Ah, I've just read the docs, and apparently the time spent running the sleep() command isn't counted towards the max_execution_time. So your script should eventually terminate, but it'll take a lot longer than 30 seconds.

Also, I'm still not sure why your script doesn't terminate when you close your browser. I've tried your script on my machine and it exits a few seconds after I close the browser window. What browser are you using?

As for listing running php scripts, you may be able to use lsof to list all the apache processes that have a certain script file open. Assuming they keep it open for the entire time they are running it. But if you are using any sort of PHP caching (like APC), this might not work.

----------

## mariourk

 *Quote:*   

> 
> 
> Apache can give you more information via mod_status:
> 
> 

 

This seems to go in the right direction. Mod_status does show my php-script, that is running indefinitely.

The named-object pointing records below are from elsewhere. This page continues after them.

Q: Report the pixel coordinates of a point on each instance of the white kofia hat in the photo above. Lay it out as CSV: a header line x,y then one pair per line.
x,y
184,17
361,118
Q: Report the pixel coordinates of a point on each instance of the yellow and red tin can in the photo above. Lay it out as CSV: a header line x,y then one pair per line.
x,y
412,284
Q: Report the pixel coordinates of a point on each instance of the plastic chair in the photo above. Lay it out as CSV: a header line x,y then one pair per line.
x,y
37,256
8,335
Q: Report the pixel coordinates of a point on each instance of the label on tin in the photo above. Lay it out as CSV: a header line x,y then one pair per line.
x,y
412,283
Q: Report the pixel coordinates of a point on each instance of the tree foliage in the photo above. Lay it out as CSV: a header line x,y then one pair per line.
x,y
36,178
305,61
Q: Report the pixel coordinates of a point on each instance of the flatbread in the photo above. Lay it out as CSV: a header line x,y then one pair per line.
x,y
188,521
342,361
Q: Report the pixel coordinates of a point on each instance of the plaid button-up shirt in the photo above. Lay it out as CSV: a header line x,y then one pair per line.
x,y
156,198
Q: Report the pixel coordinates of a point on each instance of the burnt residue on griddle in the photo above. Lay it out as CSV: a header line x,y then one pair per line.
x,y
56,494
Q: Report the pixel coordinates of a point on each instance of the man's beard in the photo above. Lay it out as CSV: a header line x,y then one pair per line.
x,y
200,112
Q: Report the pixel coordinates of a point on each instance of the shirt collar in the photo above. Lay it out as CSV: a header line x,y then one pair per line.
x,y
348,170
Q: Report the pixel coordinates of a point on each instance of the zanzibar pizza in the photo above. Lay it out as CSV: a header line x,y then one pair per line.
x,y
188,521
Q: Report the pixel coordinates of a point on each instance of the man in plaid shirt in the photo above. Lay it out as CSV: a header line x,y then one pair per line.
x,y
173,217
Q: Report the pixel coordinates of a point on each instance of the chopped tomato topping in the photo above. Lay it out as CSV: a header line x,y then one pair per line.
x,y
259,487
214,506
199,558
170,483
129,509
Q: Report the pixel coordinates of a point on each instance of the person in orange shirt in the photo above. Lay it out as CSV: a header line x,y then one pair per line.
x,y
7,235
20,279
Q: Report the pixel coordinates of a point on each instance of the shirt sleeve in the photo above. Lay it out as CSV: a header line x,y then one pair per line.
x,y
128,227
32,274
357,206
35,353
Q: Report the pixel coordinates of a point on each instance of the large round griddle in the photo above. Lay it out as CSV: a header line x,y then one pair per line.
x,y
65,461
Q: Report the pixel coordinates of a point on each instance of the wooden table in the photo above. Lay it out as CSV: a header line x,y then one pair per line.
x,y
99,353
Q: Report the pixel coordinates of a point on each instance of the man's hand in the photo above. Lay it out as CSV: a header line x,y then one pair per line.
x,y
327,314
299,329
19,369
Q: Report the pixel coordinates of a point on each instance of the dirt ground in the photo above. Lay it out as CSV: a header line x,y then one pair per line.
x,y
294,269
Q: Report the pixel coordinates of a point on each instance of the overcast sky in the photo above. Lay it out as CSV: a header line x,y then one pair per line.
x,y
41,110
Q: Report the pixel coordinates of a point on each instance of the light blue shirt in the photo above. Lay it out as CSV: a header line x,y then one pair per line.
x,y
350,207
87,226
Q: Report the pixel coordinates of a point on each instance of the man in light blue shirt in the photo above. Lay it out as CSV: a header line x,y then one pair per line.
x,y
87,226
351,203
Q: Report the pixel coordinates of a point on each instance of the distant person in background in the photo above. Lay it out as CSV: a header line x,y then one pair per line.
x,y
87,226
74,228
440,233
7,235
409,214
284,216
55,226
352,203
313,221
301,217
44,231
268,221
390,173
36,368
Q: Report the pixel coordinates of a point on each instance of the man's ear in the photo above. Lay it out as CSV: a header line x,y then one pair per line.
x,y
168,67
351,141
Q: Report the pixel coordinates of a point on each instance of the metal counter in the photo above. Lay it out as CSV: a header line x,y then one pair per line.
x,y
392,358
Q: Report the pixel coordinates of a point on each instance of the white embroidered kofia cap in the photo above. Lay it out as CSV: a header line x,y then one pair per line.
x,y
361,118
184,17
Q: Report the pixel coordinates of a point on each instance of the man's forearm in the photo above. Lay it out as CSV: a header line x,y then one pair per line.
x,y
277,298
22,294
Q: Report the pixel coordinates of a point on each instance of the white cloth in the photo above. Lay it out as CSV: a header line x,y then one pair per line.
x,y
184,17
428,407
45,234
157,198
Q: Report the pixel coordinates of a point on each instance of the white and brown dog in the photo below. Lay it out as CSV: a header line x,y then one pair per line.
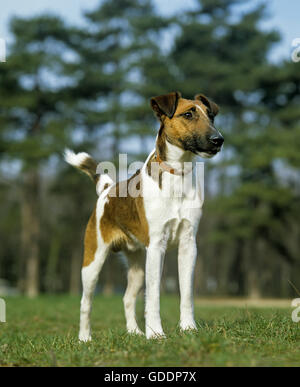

Including the name of the file. Unfortunately, the pid is the pid of apache. So, killing the specific script

seems not possible. But at least now I can see what script is causing trouble.  :Very Happy: 

----------

## Mad Merlin

 *mariourk wrote:*   

>  *Quote:*   
> 
> Apache can give you more information via mod_status:
> 
>  
> ...

 

If you're using the prefork MPM (the default), then Apache spawns multiple processes, one for each concurrent request it's serving, so you can actually just kill the offending process.

----------